I don't see the problem. These folks can play, some of them came out of Yuba Ire, a great rumba group from Puerto Rico and some come from the bomba tradition. They have a different style but it is original, keeping traditions alive (both Cuban and Puerto Rican) while adapting to modern forms like midi and synthesizers. I have not seen midi bata before. That young lead singer Kathy Cepeda can sing, although unfortunately I don't see her in their more recent videos. It seems they have lost some of their other members too since that 2015 video, I hope they can bring some of them back into the group.
I am not into electronic music myself either, and in my younger days, I totally agreed with you to keep the electronics and folkloric music separate. In 1975, a physics professor of mine was inventing a synthesizer and asked me to play a conga for him to record so he could model the waveform and program it into his synthesizer. I refused, because I believed the sounds of the instrument were natural and cultural and represented thousands of years of development, and I did not want to participate in the creation of a technological form of music that could potentially replace the role of live percussionists in music by people and machines that had no understanding of or interest in the history. Ideologically, I am not a Luddite, but I do believe in preserving the human real time interactions that are the essence of improvisational music, as well as the importance of folkloric music in passing on an oral history that is not on TV, in the history books, or even in forums like this. He was disappointed but continued on without me (no his name was not Moog). Looking back, I am glad I put up that little tiny bit of resistance, and I still believe in keeping the folklore human. While I have accepted metal tuning lugs, polyurethane and digital recordings, I still don't like plastic skins or fiberglass drums.
In spite of these kinds of purist considerations, technology is hitting Cuba too and we are getting older. Anga liked to have a DJ performing with him. I even heard an interview of Rafael El Niño Pujada Navarro, lead singer of Los Muñequitos, saying his kids listen to regaeton more than rumba. Carlito el Social the lead singer of Columbia del Puerto, one of the best rumba groups in Cuba, has taken up rapping and regaeton.
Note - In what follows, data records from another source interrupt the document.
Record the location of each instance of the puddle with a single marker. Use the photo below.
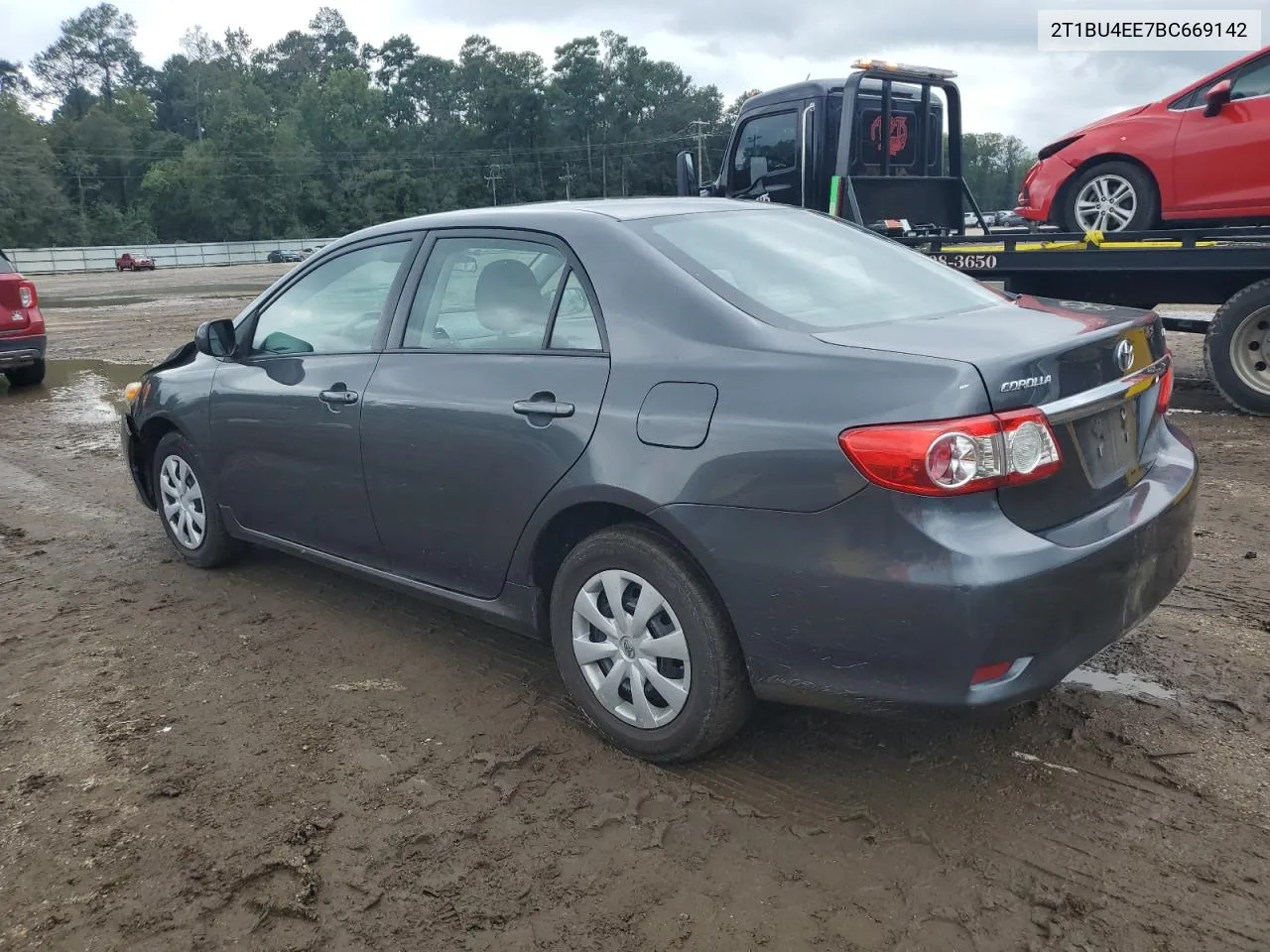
(1124, 683)
(84, 398)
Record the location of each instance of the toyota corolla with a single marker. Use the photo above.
(711, 451)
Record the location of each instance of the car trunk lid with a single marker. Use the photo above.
(1093, 368)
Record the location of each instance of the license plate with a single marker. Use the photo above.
(1109, 442)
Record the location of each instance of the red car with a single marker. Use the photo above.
(22, 329)
(1202, 154)
(134, 263)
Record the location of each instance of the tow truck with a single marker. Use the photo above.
(871, 149)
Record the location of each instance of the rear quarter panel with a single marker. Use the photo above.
(1148, 137)
(783, 399)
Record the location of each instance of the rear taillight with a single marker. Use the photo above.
(1166, 388)
(952, 457)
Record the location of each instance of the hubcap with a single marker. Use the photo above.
(631, 649)
(182, 502)
(1250, 350)
(1106, 203)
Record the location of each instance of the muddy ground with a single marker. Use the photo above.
(276, 757)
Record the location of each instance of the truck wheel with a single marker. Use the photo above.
(1111, 197)
(1237, 349)
(30, 376)
(661, 673)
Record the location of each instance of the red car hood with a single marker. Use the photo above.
(1105, 121)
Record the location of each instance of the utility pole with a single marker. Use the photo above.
(701, 146)
(495, 176)
(568, 182)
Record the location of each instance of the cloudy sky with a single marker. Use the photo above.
(1007, 85)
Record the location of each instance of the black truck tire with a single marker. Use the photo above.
(1146, 209)
(1236, 349)
(30, 376)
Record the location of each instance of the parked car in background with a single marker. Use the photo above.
(943, 497)
(134, 263)
(1202, 154)
(22, 327)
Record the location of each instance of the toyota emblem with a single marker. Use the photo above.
(1124, 354)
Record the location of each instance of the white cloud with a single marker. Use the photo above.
(1007, 85)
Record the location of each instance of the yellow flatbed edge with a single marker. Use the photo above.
(1071, 246)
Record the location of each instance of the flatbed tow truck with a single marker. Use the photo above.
(820, 145)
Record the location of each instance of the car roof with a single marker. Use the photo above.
(1213, 75)
(548, 214)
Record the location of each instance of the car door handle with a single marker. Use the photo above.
(543, 405)
(338, 397)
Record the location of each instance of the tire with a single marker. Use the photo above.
(1237, 349)
(214, 547)
(30, 376)
(719, 696)
(1146, 197)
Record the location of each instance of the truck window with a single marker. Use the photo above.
(810, 272)
(765, 160)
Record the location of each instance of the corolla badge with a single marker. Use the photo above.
(1124, 354)
(1010, 386)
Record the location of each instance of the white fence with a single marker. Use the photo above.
(64, 261)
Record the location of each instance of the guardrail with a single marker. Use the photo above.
(100, 258)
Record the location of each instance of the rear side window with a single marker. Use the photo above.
(810, 272)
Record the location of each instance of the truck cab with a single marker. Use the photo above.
(790, 145)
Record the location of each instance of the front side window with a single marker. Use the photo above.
(810, 272)
(485, 295)
(766, 153)
(1254, 80)
(334, 308)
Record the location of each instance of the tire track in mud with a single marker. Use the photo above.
(1119, 870)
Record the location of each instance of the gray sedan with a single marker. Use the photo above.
(711, 451)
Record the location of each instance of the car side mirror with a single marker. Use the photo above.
(686, 176)
(1216, 96)
(216, 338)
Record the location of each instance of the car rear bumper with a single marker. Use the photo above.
(1042, 188)
(22, 352)
(889, 602)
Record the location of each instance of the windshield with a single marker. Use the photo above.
(810, 272)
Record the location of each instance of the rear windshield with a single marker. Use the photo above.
(810, 272)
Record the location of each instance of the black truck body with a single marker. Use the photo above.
(790, 145)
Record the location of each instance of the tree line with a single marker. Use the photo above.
(318, 134)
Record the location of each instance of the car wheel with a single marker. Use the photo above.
(645, 649)
(1111, 197)
(30, 376)
(1237, 349)
(187, 507)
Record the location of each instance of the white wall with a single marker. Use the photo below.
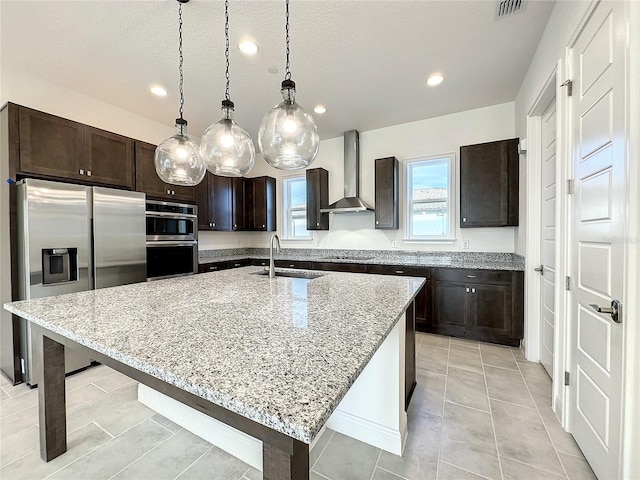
(564, 19)
(407, 141)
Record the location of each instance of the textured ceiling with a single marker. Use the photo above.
(366, 61)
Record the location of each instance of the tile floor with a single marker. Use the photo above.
(479, 411)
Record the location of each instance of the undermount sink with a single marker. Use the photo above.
(344, 257)
(293, 274)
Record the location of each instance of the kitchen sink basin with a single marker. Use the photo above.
(293, 274)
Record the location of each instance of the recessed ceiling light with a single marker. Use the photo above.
(158, 90)
(435, 79)
(248, 47)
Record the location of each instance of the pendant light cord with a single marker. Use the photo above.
(288, 74)
(181, 59)
(226, 52)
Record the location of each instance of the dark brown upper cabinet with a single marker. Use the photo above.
(317, 198)
(387, 193)
(52, 146)
(148, 182)
(260, 203)
(214, 203)
(489, 184)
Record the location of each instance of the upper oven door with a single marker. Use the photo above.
(168, 226)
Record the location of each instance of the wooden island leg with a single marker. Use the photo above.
(51, 399)
(280, 465)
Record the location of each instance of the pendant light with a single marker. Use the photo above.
(177, 159)
(288, 136)
(227, 148)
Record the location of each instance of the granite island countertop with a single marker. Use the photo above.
(471, 260)
(282, 352)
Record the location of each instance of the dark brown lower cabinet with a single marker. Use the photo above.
(484, 305)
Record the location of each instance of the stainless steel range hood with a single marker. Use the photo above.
(351, 203)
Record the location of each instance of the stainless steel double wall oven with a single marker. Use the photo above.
(172, 239)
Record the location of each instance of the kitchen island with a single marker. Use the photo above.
(270, 357)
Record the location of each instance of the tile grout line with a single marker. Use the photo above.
(493, 423)
(526, 384)
(392, 473)
(444, 405)
(373, 473)
(141, 456)
(194, 462)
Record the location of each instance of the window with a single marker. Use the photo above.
(430, 206)
(294, 195)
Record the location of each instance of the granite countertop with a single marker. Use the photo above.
(282, 352)
(473, 260)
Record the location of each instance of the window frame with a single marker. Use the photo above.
(287, 210)
(450, 232)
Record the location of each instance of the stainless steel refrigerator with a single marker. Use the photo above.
(73, 238)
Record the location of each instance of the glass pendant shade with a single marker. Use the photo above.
(177, 159)
(226, 147)
(288, 136)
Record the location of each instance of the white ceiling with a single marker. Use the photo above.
(366, 61)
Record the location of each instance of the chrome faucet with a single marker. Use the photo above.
(272, 271)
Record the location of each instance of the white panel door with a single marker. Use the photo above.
(598, 211)
(548, 238)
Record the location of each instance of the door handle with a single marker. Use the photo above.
(615, 310)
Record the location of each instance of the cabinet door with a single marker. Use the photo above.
(203, 193)
(147, 180)
(489, 184)
(317, 198)
(450, 308)
(490, 311)
(108, 158)
(220, 202)
(238, 208)
(51, 145)
(386, 191)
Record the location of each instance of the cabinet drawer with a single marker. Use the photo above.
(292, 264)
(408, 271)
(472, 276)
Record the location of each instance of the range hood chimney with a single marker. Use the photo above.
(351, 202)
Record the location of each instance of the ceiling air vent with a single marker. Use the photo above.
(509, 7)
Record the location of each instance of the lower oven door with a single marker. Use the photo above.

Think about it. Is this so different from the rumba de cajon that developed using boxes, furniture and spoons and helped preserve some of the African culture through the most repressive of the racist colonial times (Tiempo de España) when drums were prohibited? People use the medium available and invent new ways to keep the flame alive and get through to the younger generations, which is what really counts. Midi batarumba has some analogies with rumba de cajon. Plus some of the orthodox religious activities in Cuba and elsewhere are not so pure either, and some have become corrupted and commercialized, like many other religions. Just go to Callejon de Hamel in Cayo Hueso next time you are in la Habana. Religions are businesses too.
And the rumba keeps evolving as well. Pancho Quinto considered himself an orthodox rumbero. Some people hated Rapsodia Rumbera when it came out in the mid 1990s, claiming that is not rumba, what happened to the salidor? But ten years later those same people were trying to learn "guarapachangueo". Plus Ife is keeping the anti-colonial protest music and improvisation-within-clave aspects of the rumba going, different musical style but similar philosophy. Their 2020 video, done under lockdown conditions using lots of overdubbing and effects, has a song about the pandemic dedicated to the singer's cousin who died of COVID the day before the session. La timba no es como ayer. Pa'lante Ife.